Il 7 agosto al Cortile Platamone debutta “Morte di un giudice”, spettacolo di teatro civile dedicato al magistrato Rocco Chinnici. Ingresso gratuito
Il teatro civile torna protagonista a Catania. Venerdì 7 agosto il Cortile Platamone ospiterà il nuvo debutto di “Morte di un giudice“, pièce intensa dedicata alla memoria del magistrato Rocco Chinnici, fondatore del pool antimafia e ucciso da Cosa Nostra il 29 luglio 1983.
Il testo, scritto da Giovanni Coppola, vede come regista e interprete unico l’attore e drammaturgo catanese Nicola Costa, già noto per le numerose produzioni di denuncia sociale come “Il processo alle intenzioni” e la rilettura in chiave rosa de “La lupa” di Verga contro la violenza di genere.
Il comparto artistico e tecnico dello spettacolo si avvale delle collaborazioni di Nunzio Papotto i cui quadri arricchiranno la scena, del disegno luci curato da Marco Napoli e dell’assistenza alla regia di Tiziana D’Agosta. La Produzione è dell’Associazione Culturale Statale 114 di Silvio Parito.

La narrazione non si limita a rievocare la tragica strage di via Federico Pipitone a Palermo – nella quale, oltre a Chinnici, persero la vita due agenti della scorta e il portiere dello stabile – ma fotografa un intero contesto storico.
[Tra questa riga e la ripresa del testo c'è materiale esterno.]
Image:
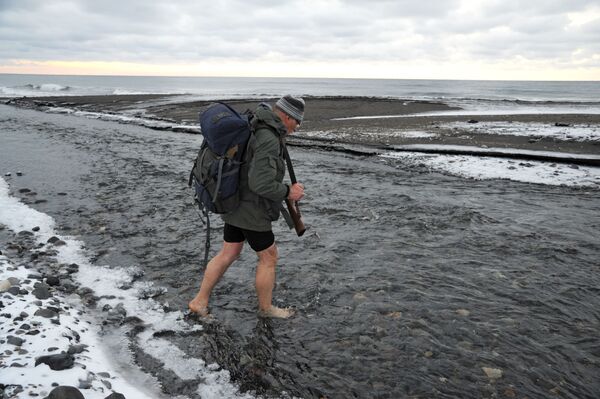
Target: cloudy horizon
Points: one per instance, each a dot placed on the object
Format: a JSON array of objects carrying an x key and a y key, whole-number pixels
[{"x": 453, "y": 39}]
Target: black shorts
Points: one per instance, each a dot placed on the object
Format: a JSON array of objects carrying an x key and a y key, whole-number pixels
[{"x": 258, "y": 240}]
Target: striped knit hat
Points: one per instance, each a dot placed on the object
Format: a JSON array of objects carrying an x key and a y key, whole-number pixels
[{"x": 292, "y": 106}]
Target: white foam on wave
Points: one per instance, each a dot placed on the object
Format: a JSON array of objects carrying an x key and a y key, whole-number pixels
[
  {"x": 486, "y": 168},
  {"x": 36, "y": 90},
  {"x": 97, "y": 359}
]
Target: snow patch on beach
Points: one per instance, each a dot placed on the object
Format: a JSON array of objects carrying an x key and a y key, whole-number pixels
[
  {"x": 353, "y": 134},
  {"x": 485, "y": 168},
  {"x": 575, "y": 132},
  {"x": 496, "y": 109},
  {"x": 96, "y": 370}
]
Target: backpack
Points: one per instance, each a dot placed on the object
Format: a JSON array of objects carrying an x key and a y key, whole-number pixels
[{"x": 216, "y": 170}]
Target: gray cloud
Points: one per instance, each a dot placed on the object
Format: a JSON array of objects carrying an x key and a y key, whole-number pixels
[{"x": 184, "y": 31}]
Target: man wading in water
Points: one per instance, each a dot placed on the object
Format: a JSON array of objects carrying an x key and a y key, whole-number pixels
[{"x": 262, "y": 192}]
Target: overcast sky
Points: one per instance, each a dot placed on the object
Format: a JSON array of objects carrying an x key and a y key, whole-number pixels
[{"x": 487, "y": 39}]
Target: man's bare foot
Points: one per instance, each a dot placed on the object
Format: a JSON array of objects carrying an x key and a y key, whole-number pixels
[
  {"x": 198, "y": 308},
  {"x": 275, "y": 312}
]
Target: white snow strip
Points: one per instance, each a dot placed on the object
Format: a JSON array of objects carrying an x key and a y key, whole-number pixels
[
  {"x": 484, "y": 168},
  {"x": 97, "y": 359}
]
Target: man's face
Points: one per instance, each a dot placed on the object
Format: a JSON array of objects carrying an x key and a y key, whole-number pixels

Il focus è infatti incentrato sullo scontro frontale tra lo Stato e Cosa Nostra, evidenziando la profonda solitudine dei servitori delle istituzioni, la lotta contro le connivenze politiche e l’indifferenza di parte della società civile.
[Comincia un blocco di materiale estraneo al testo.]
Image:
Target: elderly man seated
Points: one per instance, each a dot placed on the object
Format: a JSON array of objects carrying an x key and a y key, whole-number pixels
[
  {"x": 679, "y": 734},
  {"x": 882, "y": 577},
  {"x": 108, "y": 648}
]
“Chinnici è stato un uomo e magistrato coraggioso che ha tracciato la strada per il pool antimafia, poi portato in auge da Falcone, Borsellino e Caponnetto. – dichiara Nicola Costa – È un onore e una responsabilità dare voce alla sua memoria. Credo fortemente che in un momento storico come quello attuale sia un atto necessario”.
Lo spettacolo, ad ingresso gratuito, fa parte del cartellone ufficiale del Catania Summer Fest 2026, promosso dall’Assessorato alla Cultura del comune di Catania. Non è richiesta alcuna prenotazione ma si raccomanda di arrivare in anticipo per evitare code e affollamenti all’ingresso.